Gefunden von Manu. K.
Handystrahlung reizt Teile der Hirnrinde
Auch das Deutsche Ärzteblatt berichtet über diese Studie.
"Unter normalen Bedingungen lassen sich keine Auswirkungen der Handynutzung auf das EEG messen."
???
"Diese Effekte waren allerdings nur kurz nach dem Ende des Telefonats nachweisbar.
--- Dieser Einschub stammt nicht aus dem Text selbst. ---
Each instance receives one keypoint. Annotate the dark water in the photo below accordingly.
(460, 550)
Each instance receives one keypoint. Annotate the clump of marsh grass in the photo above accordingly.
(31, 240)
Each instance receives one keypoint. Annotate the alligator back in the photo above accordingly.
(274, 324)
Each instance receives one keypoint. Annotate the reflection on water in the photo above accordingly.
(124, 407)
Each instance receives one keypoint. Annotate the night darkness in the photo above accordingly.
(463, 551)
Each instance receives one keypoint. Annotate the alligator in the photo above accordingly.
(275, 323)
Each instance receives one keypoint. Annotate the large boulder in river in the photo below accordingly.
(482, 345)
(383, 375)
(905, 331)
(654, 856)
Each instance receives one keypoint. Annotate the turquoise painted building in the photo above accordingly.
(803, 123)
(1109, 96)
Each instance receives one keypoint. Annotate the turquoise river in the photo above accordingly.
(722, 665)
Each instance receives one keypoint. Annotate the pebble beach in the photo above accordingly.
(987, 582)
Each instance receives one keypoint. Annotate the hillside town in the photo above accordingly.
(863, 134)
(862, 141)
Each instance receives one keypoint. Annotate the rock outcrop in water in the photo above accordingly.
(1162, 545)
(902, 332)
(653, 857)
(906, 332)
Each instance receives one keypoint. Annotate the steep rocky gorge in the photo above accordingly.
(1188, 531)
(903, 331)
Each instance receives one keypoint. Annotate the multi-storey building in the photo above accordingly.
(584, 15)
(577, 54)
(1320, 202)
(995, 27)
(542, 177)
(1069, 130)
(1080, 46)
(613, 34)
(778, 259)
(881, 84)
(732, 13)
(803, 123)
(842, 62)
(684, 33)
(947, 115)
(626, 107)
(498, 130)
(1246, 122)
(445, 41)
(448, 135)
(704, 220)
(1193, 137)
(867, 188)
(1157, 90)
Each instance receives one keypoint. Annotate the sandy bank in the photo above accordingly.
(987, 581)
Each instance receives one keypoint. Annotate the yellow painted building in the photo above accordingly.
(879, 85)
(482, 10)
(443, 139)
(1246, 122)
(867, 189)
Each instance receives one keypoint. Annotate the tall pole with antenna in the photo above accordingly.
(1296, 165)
Bei der Folgeuntersuchung eine Stunde nach dem Telefonat hatte sich die MEP-Antwort auf eine TMS wieder normalisiert."
Im Original liest sich das anders:
When comparing with the sham EMF, the computation of the marginal means showed that the net excitatory effect of real EMF in the left hemisphere was clearly significant (p < 0.001) and resulted equal to 7.6% (95% CI: 6.2-9.0%). This effect diminished at T2 [nach einer Stunde], still remaining statistically valid (5.3%; 95% CI: 4.1-6.5%).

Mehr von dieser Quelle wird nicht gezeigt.